Union member gets reprieve on unfair dismissal claim


FWA agrees employee relying on union to lodge unfair dismissal should have case heard despite application being outside accepted timeframe

By Brad Gardner | July 15, 2010

An employee relying on a union to file an unfair dismissal claim on their behalf should have their case heard even if the application is not made within the accepted timeframe, Fair Work Australia has found.

Fair Work Commissioner Ingrid Asbury has granted Lance Simpson an extension to submit his unfair dismissal claim against Patrick Stevedores despite it being made 15 days after he was sacked.

The Fair Work Act requires unfair dismissal claims to be made 14 days after a person is terminated.

Simpson’s application was made by the Maritime Union of Australia (MUA), and Asbury agreed with it that Simpson should not be penalised because the delay was due to a clerical error by the union.

"It was submitted on behalf of Mr Simpson that the late application was solely the result of representative error and the consequences of that error should not be visited upon Mr Simpson," Asbury says.

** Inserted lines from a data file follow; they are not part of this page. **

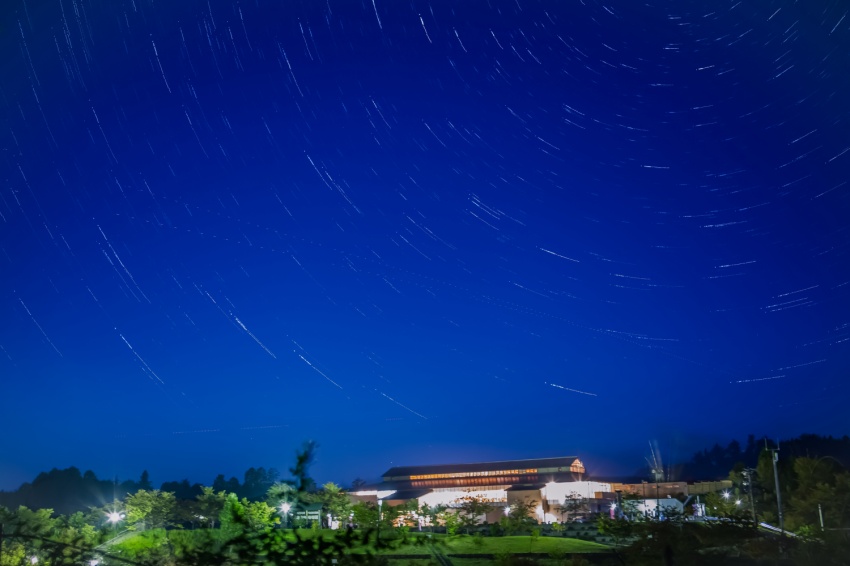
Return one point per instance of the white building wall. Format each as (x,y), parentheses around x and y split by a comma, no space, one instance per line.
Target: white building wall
(560,491)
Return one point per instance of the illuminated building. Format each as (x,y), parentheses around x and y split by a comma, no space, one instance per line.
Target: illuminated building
(545,481)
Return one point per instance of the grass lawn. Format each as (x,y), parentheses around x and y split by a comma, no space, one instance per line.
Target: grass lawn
(501,545)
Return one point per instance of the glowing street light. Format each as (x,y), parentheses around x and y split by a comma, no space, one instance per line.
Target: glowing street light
(284,508)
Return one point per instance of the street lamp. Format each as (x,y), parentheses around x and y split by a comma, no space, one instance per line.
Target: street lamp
(284,508)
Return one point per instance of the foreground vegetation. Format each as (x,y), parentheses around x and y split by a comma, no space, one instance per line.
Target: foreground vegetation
(206,526)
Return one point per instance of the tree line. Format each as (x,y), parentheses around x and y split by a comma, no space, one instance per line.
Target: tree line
(68,491)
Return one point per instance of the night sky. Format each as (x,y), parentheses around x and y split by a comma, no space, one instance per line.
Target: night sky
(418,232)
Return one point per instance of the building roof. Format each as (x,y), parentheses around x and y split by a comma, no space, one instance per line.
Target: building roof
(533,466)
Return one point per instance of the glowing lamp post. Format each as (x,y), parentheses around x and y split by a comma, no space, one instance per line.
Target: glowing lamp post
(284,508)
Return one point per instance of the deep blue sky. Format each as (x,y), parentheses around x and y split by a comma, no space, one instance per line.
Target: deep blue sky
(418,232)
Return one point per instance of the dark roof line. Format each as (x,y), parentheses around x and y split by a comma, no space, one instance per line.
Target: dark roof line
(503,465)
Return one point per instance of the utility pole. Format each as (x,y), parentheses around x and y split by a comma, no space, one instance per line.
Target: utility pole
(748,473)
(778,494)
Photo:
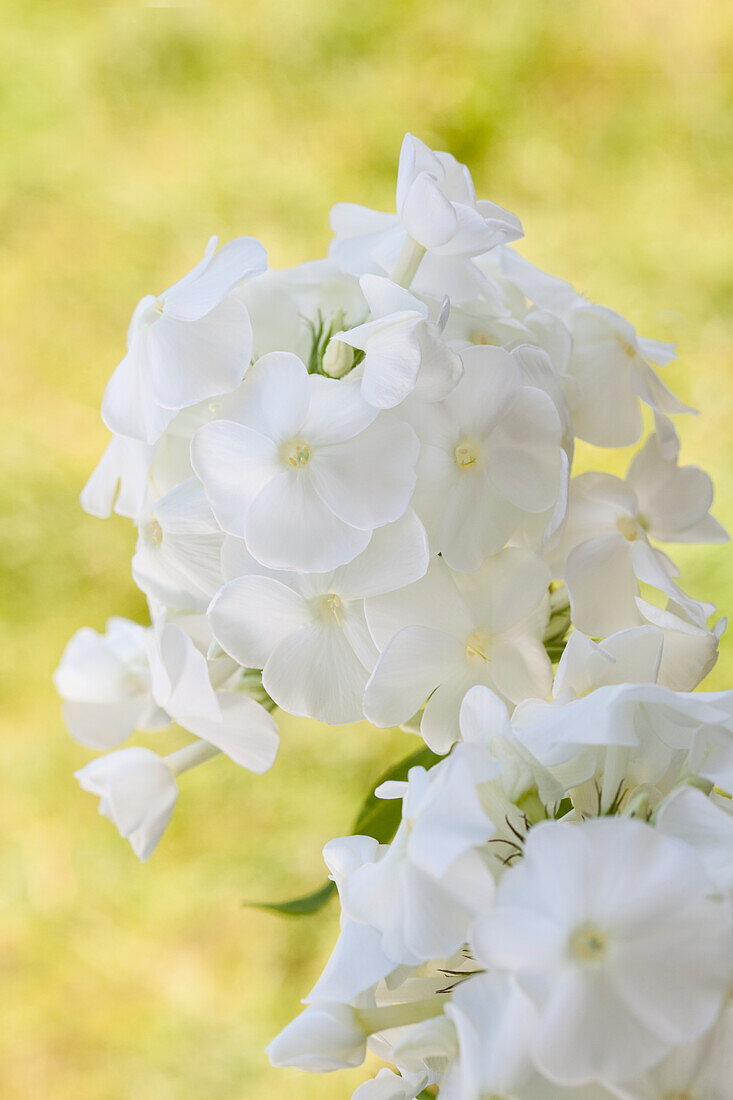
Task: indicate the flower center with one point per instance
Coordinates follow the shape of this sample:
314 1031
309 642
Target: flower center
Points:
467 454
477 646
627 527
589 944
153 532
296 453
331 606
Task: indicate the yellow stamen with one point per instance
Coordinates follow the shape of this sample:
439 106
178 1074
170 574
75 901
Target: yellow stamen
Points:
296 454
589 944
467 454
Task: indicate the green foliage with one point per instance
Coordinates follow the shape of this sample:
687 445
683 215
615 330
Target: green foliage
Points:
130 134
378 817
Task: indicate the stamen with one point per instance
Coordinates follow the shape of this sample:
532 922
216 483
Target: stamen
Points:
467 454
589 944
477 646
331 605
296 454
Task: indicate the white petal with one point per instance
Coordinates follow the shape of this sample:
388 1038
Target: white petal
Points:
315 673
411 668
524 461
234 463
129 407
290 527
119 480
431 602
189 362
602 585
368 481
193 297
396 556
337 410
245 733
251 615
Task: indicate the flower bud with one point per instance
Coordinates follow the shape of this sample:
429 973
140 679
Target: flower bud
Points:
138 793
338 359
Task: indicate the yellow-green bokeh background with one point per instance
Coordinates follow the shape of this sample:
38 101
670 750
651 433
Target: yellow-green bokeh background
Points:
129 135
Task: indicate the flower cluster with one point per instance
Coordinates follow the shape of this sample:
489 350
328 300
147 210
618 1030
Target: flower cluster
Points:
352 486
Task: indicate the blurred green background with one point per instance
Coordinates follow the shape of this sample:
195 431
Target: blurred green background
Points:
129 135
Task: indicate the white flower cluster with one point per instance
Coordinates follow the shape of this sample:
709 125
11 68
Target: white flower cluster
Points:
351 482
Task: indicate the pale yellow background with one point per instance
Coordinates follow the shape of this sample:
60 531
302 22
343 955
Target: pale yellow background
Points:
129 134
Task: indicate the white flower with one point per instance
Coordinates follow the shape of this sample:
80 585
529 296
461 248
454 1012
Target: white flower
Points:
225 717
437 211
321 1038
706 823
105 682
610 370
390 1086
404 351
604 553
119 480
700 1069
177 559
424 890
487 730
613 932
307 471
358 960
495 1024
490 454
186 344
308 633
621 735
451 630
674 502
690 646
138 793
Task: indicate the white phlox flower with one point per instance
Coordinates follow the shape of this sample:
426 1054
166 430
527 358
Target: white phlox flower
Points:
604 553
424 890
437 213
389 1086
490 457
357 497
495 1024
612 375
177 559
229 719
612 735
701 1069
308 631
119 481
404 351
307 471
450 630
612 931
137 792
105 682
186 344
707 825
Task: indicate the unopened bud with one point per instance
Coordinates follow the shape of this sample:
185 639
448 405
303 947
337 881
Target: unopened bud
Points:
338 359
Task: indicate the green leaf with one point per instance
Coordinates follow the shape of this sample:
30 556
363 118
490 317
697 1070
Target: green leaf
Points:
297 906
378 817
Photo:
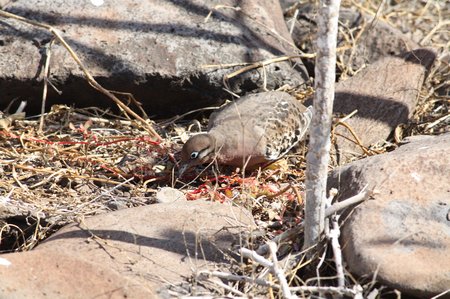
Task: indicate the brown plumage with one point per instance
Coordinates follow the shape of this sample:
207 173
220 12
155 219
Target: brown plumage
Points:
252 130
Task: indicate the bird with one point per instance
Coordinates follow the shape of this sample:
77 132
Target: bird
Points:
253 130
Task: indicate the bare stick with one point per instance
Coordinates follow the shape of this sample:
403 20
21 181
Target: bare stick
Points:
278 272
319 145
337 253
48 54
233 277
335 208
339 206
330 290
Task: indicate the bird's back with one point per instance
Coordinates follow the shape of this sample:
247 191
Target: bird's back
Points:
264 125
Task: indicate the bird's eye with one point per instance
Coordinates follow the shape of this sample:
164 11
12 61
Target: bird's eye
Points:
194 155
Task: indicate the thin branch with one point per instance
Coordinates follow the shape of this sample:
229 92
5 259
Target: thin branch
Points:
87 74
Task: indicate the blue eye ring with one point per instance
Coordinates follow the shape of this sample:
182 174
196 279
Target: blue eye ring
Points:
194 155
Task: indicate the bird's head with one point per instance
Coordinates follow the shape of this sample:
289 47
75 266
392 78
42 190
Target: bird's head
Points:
199 149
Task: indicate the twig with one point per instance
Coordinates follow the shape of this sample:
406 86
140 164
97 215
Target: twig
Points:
361 196
233 277
337 253
44 91
330 290
293 232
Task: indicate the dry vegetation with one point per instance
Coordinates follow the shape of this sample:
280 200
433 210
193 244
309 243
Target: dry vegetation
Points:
89 161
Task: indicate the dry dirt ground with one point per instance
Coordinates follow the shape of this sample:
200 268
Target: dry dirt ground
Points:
90 161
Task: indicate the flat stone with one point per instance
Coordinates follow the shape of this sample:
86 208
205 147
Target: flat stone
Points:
157 245
59 274
384 94
168 195
402 236
161 52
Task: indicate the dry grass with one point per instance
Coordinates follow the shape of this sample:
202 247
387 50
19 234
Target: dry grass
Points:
89 161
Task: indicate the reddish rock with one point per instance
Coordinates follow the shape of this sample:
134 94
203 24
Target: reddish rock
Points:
402 236
149 248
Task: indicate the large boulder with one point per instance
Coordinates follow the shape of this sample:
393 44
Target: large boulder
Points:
384 95
402 236
143 250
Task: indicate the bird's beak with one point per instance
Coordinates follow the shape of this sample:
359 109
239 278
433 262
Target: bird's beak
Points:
183 168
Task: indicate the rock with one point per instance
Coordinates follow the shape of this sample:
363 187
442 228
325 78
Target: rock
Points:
168 195
384 94
151 247
158 52
373 39
58 274
402 237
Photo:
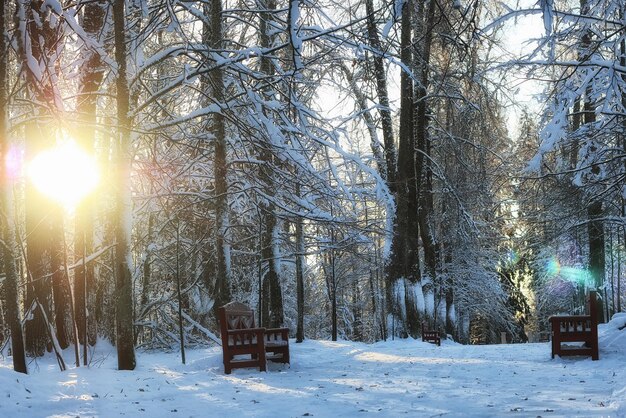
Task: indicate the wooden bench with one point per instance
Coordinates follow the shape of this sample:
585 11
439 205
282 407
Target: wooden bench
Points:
430 336
245 345
580 329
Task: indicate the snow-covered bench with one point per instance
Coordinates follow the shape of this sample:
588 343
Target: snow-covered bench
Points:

"In my view, a dismissed employee who entrusts an officer of a union, of which he or she is a member, to lodge an unfair dismissal claim has a legitimate and reasonable expectation that the necessary steps will be taken in the time and the manner required under the Act."

Patrick opposed an extension to Simpson’s claim, arguing it would financially prejudice the company and that it had the right to rely on the time limit mandated in the Act.

Asbury, however, rejected Patrick’s claim.

"There is no evidence of prejudice to Patricks as a result of the application for an unfair dismissal remedy being lodged outside the time required…The application was filed one day outside the required time," Asbury says.

"Mr Simpson has not emerged from left field to contest his dismissal after a considerable period of time has elapsed, and the delay of one day is not extensive."

The Fair Work Act grants extensions for unfair dismissal applications if there are exceptional circumstances as to why the 14 day limit is not met.

Commissioners must consider if there is a valid reason for delay, whether the employer will be prejudiced and the merits of the unfair dismissal claim.

Patrick argued the error made by the union did not equate to an exceptional circumstance.